So I'm trying to use Keras' fit_generator with a custom data generator to feed into an LSTM network.
What works
To illustrate the problem, I have created a toy example trying to predict the next number in a simple ascending sequence, and I use the Keras TimeseriesGenerator to create a Sequence instance:
WINDOW_LENGTH = 4
data = np.arange(0,100).reshape(-1,1)
data_gen = TimeseriesGenerator(data, data, length=WINDOW_LENGTH,
sampling_rate=1, batch_size=1)
I use a simple LSTM network:
data_dim = 1
input1 = Input(shape=(WINDOW_LENGTH, data_dim))
lstm1 = LSTM(100)(input1)
hidden = Dense(20, activation='relu')(lstm1)
output = Dense(data_dim, activation='linear')(hidden)
model = Model(inputs=input1, outputs=output)
model.compile(loss='mse', optimizer='rmsprop', metrics=['accuracy'])

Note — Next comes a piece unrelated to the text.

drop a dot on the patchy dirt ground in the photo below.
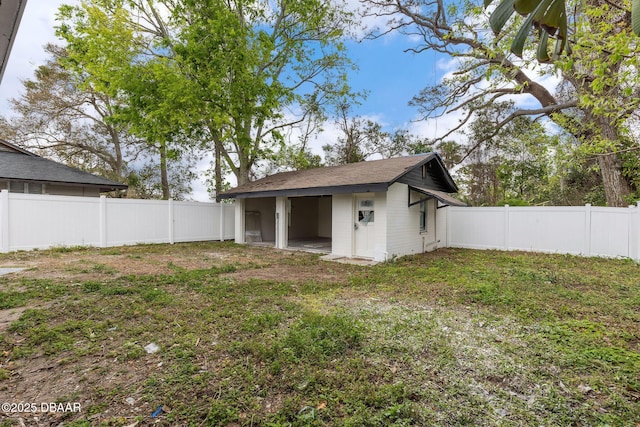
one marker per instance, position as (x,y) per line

and train it using the fit_generator
function:
model.fit_generator(generator=data_gen,
steps_per_epoch=32,
epochs=10)
And this trains perfectly, and the model makes predictions as expected.
The problem
Now the problem is, in my non-toy situation I want to process the data coming out from the TimeseriesGenerator before feeding the data into the fit_generator
. As a step towards this, I create a generator function which just wraps the TimeseriesGenerator used previously.
def get_generator(data, targets, window_length = 5, batch_size = 32):
while True:
data_gen = TimeseriesGenerator(data, targets, length=window_length,
sampling_rate=1, batch_size=batch_size)
for i in range(len(data_gen)):
x, y = data_gen[i]
yield x, y
data_gen_custom = get_generator(data, data,
window_length=WINDOW_LENGTH, batch_size=1)
But now the strange thing is that when I train the model as before, but using this generator as the input,
model.fit_generator(generator=data_gen_custom,
steps_per_epoch=32,
epochs=10)
There is no error but the training error is all over the place (jumping up and down instead of consistently going down like it did with the other approach), and the model doesn't learn to make good predictions.
Any ideas what I'm doing wrong with my custom generator approach?